The fear of having to say something in order to fill a space, to represent something in order to act, is real and perceptible. In the participant's eyes, the mosaic tesserae are just broken pieces, fragments. He or she is being offered yet one more form of chaos. Will he accept the challenge? What will he do? Submit to it as the material symbol of disunity, or be tempted to create unity through the image he has chosen?
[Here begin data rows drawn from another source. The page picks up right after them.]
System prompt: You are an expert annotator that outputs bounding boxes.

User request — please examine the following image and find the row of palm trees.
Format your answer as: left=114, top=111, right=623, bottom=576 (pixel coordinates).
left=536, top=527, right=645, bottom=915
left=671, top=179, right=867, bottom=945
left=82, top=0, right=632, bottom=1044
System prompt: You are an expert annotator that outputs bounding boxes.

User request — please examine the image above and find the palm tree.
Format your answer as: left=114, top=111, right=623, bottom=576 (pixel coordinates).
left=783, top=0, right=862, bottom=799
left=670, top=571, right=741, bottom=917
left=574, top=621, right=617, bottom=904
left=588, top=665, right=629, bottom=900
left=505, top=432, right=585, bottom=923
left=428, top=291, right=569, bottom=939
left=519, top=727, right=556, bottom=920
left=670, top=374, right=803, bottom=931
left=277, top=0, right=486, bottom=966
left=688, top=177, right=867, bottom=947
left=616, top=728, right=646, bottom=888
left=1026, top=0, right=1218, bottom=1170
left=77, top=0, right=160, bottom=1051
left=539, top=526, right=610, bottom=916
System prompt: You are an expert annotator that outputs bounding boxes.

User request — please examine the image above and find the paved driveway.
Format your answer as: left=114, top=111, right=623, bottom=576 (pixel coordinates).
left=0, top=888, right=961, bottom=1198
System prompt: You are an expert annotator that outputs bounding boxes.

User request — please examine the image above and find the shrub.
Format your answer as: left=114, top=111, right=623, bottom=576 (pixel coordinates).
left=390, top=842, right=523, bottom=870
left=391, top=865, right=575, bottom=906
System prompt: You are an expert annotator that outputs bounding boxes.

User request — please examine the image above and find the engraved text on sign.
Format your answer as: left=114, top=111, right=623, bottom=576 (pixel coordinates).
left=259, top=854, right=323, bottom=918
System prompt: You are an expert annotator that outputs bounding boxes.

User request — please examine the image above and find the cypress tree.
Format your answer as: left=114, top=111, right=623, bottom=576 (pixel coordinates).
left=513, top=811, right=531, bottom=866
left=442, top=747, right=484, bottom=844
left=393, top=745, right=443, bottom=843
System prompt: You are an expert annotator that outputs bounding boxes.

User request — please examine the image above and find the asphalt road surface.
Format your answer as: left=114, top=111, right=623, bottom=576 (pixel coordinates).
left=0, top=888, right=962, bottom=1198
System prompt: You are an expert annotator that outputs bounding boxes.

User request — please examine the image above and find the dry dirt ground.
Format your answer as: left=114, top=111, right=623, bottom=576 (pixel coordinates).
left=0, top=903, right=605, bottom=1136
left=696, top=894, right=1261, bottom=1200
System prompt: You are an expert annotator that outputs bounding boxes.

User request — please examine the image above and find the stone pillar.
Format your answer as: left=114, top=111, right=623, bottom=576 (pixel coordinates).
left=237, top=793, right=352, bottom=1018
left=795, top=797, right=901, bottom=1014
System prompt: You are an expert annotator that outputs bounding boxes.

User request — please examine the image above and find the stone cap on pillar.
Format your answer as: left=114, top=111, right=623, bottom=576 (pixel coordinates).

During the practical work, participants will experience what everyone does: creating mosaic brings together two strong impulses and sources of satisfaction: destruction (breaking, cutting) and construction (designing, composing, sticking, bringing together).

 

First steps

Little by little, each participant takes possession of these little fragments of colour which each have their role in the image. But first they must be cut, trimmed, fashioned, ordered, placed, fixed. The young person is soon caught up in the game with this material, knowing it depends entirely on him, that it is asking for his vision, his taste in lines, shapes, and colours. As he progresses, he constantly meets new difficulties which must be resolved. Each tessera, tiny as it is, requires a decision. A mosaic only exists through innumerable decisions taken throughout its creation.

The apprentice mosaicist progresses by listening to the responses of the material destined to form the image. It is a three-way conversation between the person, his project, and the materials, with the body and the tools as mediators. Each part imposes its constraints, and the pleasure is in satisfying them.

The progress of the work is far from random. The participant gives shape to an emerging desire which he recognises from one gesture to the next. Apart from enamel and earthenware, the work is composed of nothing other than this succession of choices, of indefinitely repeated actions whose consequences are gradually revealed.

There is a new distance between the participant and the mosaic: it is what he wanted it to become, what he was able to express with the quality of his personal attention.

 

 

THE WORK OF THE MOSAICIST-ART-THERAPIST

 

I explicitly associate these three terms, which, although distinct, form a whole. Knowing how to define yourself in order to position yourself in what you are and what you do seems to me to be of crucial               importance.

The status of "mosaicist" represents my base, the source of every project, it defines the axis of my work. This is how I wish to present myself to participants because it is mosaic which is the active hub of the workshop.

The word "art" signifies that the work is directed not towards technique but towards creation.

The term "therapist" directs and feeds the project, a practice of creation whose goal is not production, but relations with others and with oneself.

In this context, the mosaicist-art-therapist takes the place of a third party, giving reality to the dual relationship. An outsider helps the subject to give form to something formless, accepts what the other brings out from within himself, listens to the "unheard". Receiving what comes out gives meaning to this emergence into reality. By giving permission to live to what has come out during the experience, by placing it in the real world, the outsider enables the passage from the fantasy form to the real one.

 

 

Talking about the project

Words have a resonance which the mosaicist-art-therapist cannot ignore. What will "destroy, break, cut, go beyond the edge, reconstruct, shape, open, close ..."  mean to each person involved? The response is individual and the mosaicist-art-therapist must be attentive to the resonance of each word.

She must also be ready to listen attentively to what is said, hearing what each person says about him- or herself, and reconstruct it in the relation to the materials.